Ini kisah seorang temanku yg belum bisa melanjutkan kuliah, kenapa? Apa dia tidak pintar ? DIA SANGAT PINTAR! Lalu? Semua hanya karena kertas yg selalu didewakan oleh manusia terutama pejabat – pejabat Negara. Yah,,, UANG! Awalnya dulu yang kutahu temanku ini (sebut saja “ US “ ) memang tidak ketrima di PTN jalur undangan yg memang dia mengambil 2 universitas yg sangat ternama , ITB dan UGM. Kalian tahu apa reaksiku dan teman lainnya soal keputusan hebatnya mengambil 2 universitas ini ? “ KAMU PASTI LOLOS” dengan piagam- piagam lomba yg ia miliki kami yakin dia pasti lolos. Piagam ? jangan Tanya, dia punya banyak. Meskipun aku gak pernah sekelas dengannya, tapi dia adalah salah satu teman baikku dan teman belajarku saat di kosan dulu. Hidupnya? Kepribadiannya? Kurasa dialah akhwat yang mendekati sempurna, dari ibadah wajib yg ia kerjakan sampai sunnah yg gak pernah bolong. Kepribadiannya , dia termasuk teman yg paling disegani di sekolah ataupun kosan, kalau kami mengalami kesulitan dalam berbagai macam pelajaran, Tanya ke “US” pasti bakal beres, semacam google hidup (ha?? Wes serius ini ceritanya). Keluarganya? Memang dia dari kalangan yg kurang mampu, ibunya hanya seorang penjual kue di SD yang tak jauh dari rumahnya, dia punya seorang kakak yg baru lulus kuliah di universitas brawijaya dengan gelar ST (sarjana Teknik) tepatnya teknik arsitek dan baru mendapat kerja di pabrik meubel di Surabaya (menurut info yg ku trima sih gitu) dan seorang adik yg masih sekolah, tepatnya aku masih kurang tahu.

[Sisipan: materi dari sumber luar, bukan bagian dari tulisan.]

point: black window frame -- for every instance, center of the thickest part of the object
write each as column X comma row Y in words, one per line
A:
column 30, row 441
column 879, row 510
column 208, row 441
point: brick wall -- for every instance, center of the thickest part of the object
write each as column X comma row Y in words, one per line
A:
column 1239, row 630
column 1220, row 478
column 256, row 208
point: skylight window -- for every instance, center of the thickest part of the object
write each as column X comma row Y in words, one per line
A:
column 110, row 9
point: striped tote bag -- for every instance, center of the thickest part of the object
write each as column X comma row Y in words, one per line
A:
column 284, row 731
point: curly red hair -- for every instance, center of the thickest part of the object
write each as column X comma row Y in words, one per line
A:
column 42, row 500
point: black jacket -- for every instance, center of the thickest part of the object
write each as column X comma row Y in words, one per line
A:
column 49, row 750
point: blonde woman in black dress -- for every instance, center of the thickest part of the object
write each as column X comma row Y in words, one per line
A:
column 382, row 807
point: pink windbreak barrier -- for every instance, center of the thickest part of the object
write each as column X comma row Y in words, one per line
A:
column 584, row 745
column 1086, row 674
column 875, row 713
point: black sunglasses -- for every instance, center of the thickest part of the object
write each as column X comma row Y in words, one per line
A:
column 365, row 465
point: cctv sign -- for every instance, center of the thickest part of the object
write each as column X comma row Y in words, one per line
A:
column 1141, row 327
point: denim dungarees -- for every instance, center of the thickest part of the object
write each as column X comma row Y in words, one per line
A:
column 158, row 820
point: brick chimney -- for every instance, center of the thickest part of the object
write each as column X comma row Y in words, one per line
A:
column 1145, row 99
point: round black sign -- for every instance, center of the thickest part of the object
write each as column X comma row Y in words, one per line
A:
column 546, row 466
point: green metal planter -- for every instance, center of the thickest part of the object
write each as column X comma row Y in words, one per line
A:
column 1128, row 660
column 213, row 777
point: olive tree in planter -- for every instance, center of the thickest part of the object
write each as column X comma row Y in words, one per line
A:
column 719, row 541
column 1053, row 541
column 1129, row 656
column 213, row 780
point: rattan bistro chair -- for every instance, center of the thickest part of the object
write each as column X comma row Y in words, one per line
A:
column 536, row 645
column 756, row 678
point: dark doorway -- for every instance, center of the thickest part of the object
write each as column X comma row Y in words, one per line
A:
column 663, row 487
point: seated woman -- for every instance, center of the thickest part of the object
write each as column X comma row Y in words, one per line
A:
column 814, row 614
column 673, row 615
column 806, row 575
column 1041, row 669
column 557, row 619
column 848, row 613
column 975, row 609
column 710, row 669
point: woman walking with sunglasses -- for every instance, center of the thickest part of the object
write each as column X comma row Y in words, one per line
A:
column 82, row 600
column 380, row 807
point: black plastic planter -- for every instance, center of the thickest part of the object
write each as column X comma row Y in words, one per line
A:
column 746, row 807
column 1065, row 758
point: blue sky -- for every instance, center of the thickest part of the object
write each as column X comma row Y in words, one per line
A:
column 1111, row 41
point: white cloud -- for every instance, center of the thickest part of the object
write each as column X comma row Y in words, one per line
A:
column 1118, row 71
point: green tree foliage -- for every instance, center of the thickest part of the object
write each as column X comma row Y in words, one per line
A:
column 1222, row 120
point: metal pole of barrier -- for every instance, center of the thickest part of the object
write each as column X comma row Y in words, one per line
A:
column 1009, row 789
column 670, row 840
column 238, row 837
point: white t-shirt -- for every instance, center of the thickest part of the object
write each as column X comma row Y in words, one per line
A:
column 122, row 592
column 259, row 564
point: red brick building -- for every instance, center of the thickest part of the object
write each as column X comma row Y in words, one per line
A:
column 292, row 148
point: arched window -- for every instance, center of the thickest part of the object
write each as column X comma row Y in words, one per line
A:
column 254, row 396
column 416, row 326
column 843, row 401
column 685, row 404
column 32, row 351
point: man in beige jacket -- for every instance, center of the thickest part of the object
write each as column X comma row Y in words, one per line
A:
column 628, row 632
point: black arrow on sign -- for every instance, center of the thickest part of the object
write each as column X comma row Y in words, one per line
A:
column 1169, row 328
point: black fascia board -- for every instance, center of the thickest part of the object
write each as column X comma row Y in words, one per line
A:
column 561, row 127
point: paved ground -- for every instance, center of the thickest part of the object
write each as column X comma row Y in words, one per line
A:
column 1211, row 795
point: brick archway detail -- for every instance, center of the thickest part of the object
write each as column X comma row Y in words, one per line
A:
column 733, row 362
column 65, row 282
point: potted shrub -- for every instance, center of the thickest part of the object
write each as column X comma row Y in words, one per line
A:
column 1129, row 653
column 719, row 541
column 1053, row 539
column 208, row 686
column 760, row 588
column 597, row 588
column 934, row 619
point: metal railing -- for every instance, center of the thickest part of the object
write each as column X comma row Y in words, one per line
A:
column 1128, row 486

Saat lulus dari sekolah, kami semua pun sibuk dengan mencari tempat bimbel SNMPTN tulis (untuk jag – jaga seumpama jalur undangan gak ketrima) , tapi apa? “US” saat ku Tanya “ kamu gak bimbel?” “ aku belajar dirumah aja, aku punya soal-soal banyak kok dirumah bekas kakakku dulu, lagian aku juga harus bantu emakku “ (dalam hatiku saat itu, yah dia mah pinter, belajar sendiri pun pasti sanggup) . saat pengumuman snmptn undangan pun dari sekolah ku bnayk yg gak lolos termasuk aku dan “US”. Padahl itu sudah H-7 pelaksanaan SNMPTN tulis! Saat SNMPTN tulis yg memang lokasinya di universitas jember (itu yg terdekat dari sekolah kami) yg lokasinya gak jauh dari bimbelku, aku tau dia menumpang di salah satu kos temenku yg lain. Setelah aku alami mas- masa pahit menunggu pengumuman SNMPTN tulis, akhirnya dating juga, meskipun bukan di universitas yg emang aku idamkan sejak kecil, tapi setidaknya aku masuk di pilihan ke 2 ku. Temanku “ US” yg aku sms dulu saat itu, dan apa balesannya? Amsih teringat jelas di otakku , “ hahahaha, aku gak keterima Ky, mungkin emang bukan jalanku untuk kuliah tahun ini, selamat ya,,,” bukankah banyak jalur masuk PTN setelah ini ? tapi itu biayanya sngat mahal, ku pikir dia gak mungkin ambil jalur itu.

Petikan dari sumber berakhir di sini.